A perspectiva de outra mudança de propriedade em uma das maiores fábricas da Irlanda do Norte apenas quatro anos depois que a Spirit a comprou da Bombardier havia gerado "nervosismo muito real" sobre seus mais de 3.500 empregos, de acordo com Alan Perry, um organizador sênior do sindicato GMB. "As pessoas estão temerosas em relação ao que o futuro pode trazer", disse ele.

Fundada em 1908 na Inglaterra, a Shorts reivindicou ser a primeira fabricante de aeronaves do mundo no ano seguinte, quando recebeu um pedido dos pioneiros da aviação americana, os irmãos Wright. Ela se mudou para Belfast em 1936.

Lá, ela deu origem a um setor aeroespacial e de defesa da Irlanda do Norte que se tornou uma indústria de 2 bilhões de euros com uma cadeia de suprimentos de mais de cem empresas empregando 9.000 pessoas em toda a região. Hoje, um em cada três assentos de avião do mundo é feito na Irlanda do Norte.

"Este é um lugar pequeno —esse valor é enorme", disse Leslie Orr, diretor da associação comercial local de aeroespacial e defesa ADS NI. "A indústria aeroespacial é vital para a Irlanda do Norte —essas são exportações de alto valor agregado e alta tecnologia." Setenta por cento das empresas da cadeia de suprimentos aeroespaciais e de defesa de padrão ouro do Reino Unido estão localizadas na região.

A operação de Belfast da Spirit é um "tesouro nacional", segundo Mark O'Connell, chefe da consultoria comercial OCO Global.

A Spirit é uma parceira industrial crucial no Centro de Engenharia e Compósitos Avançados da Irlanda do Norte.

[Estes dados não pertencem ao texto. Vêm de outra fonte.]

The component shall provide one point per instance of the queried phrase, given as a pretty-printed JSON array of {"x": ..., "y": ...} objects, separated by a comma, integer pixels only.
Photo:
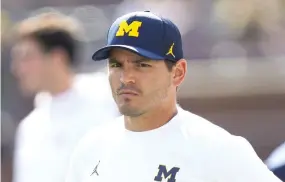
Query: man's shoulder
[{"x": 33, "y": 119}]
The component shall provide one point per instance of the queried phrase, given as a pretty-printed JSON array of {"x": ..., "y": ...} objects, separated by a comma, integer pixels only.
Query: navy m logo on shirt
[{"x": 164, "y": 174}]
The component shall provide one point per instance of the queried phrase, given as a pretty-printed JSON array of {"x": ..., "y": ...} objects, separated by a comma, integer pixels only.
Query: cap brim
[{"x": 104, "y": 52}]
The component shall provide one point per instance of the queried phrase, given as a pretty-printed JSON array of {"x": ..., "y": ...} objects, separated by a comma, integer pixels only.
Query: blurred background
[{"x": 235, "y": 49}]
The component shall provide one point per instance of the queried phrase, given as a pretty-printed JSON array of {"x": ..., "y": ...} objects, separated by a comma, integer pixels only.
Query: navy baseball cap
[{"x": 146, "y": 34}]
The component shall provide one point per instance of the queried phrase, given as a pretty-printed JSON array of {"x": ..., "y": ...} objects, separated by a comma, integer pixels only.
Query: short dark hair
[
  {"x": 52, "y": 31},
  {"x": 169, "y": 64}
]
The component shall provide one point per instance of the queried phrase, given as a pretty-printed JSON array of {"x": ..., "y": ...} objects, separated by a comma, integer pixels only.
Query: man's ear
[{"x": 179, "y": 72}]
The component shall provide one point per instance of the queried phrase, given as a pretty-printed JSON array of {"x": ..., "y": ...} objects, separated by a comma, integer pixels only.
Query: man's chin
[
  {"x": 28, "y": 92},
  {"x": 131, "y": 111}
]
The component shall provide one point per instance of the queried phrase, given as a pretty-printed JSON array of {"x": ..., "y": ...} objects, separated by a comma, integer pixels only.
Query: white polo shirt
[
  {"x": 47, "y": 136},
  {"x": 186, "y": 149}
]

O investimento de 520 milhões de euros no que era então o programa de asas de aeronaves C-Series da Bombardier em Belfast foi o maior investimento único na Irlanda do Norte, mas a tentativa do grupo canadense de quebrar o domínio da Boeing e Airbus sobre jatos comerciais de corredor único quase o levou à falência em 2015.

O resgate da C-Series pela Airbus em 2018, que posteriormente a renomeou como A220, manteve empregos e produção da eficiente asa de compósitos de fibra de carbono em Belfast.

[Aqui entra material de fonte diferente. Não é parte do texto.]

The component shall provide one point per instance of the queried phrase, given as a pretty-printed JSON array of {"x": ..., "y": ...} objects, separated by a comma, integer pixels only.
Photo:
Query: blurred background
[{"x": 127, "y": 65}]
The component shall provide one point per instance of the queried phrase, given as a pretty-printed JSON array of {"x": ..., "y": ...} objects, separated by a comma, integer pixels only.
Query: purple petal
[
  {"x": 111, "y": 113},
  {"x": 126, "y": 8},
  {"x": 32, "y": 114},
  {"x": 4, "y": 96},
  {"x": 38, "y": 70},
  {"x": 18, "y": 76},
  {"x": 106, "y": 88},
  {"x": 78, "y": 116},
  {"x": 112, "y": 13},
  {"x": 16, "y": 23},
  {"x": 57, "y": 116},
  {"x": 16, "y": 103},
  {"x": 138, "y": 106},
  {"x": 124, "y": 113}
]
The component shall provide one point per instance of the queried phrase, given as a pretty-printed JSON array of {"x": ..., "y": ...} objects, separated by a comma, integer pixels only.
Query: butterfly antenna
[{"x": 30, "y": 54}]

"Shorts estavam trabalhando com compósitos quando outras empresas estavam apenas pensando nisso —e eles persistiram", disse Burrows, da Sociedade de Aviação de Ulster, que seguiu os passos de seu pai no negócio e se formou lá como engenheiro. "Isso deu resultado."

Para Orr, "com a inovação que existe na Irlanda do Norte e a demanda global, esta sempre será uma indústria importante". Uma carteira de pedidos global de quase 15 mil aeronaves levará muitos anos para ser atendida.

Mas pressões financeiras pairam sobre a fábrica de Belfast, que não tem sido lucrativa desde 2016 e foi afetada por apertos na cadeia de suprimentos e inflação, apesar da recuperação do setor aéreo global desde a Covid.

O desejo da Airbus de reduzir os custos em seu programa A220 —no qual Sash Tusa, analista da Agency Partners, disse que estava perdendo "vários cem milhões de euros por ano" - entra em conflito com o desejo da Spirit de obter um retorno melhor no jato de 110 a 130 assentos. "São dois objetos praticamente imutáveis", acrescentou.

Guillaume Faury, CEO da Airbus, confirmou no mês passado que as discussões da fabricante de aviões com a Spirit abordaram "muitos parâmetros do relacionamento contratual, sendo o preço um deles".

Mesmo que a Boeing traga a Spirit de volta para dentro de casa, não há certeza de que a Airbus comprará a fábrica de Belfast.

"A Spirit é um fornecedor existencial para a Boeing. Não é para a Airbus —o A220 representa apenas cerca de 7% das receitas anuais de aeronaves comerciais da empresa", disse Tusa. "O valor do negócio da Spirit na Irlanda do Norte é praticamente o que a Airbus decide pagar. Eles controlam totalmente seu volume e qualquer lucratividade futura."

Burrows, que começou sua vida profissional na fábrica de Belfast quase 60 anos atrás, aos 16 anos, e agora preserva aviões vintage da Shorts entre uma variedade de outras aeronaves, disse que ainda consegue sentir o cheiro de óleo e graxa no chão da fábrica desde sua época nos anos 1960 e 1970.

Em uma região conhecida por três indústrias pesadas —construção naval, engenharia e linho— o negócio da Spirit em Belfast faz parte do tecido da Irlanda do Norte.

"Tem sido um dos principais empregadores desde a Segunda Guerra Mundial", disse ele. "Não importa quem seja o dono, desde que mantenham o negócio de aeronaves."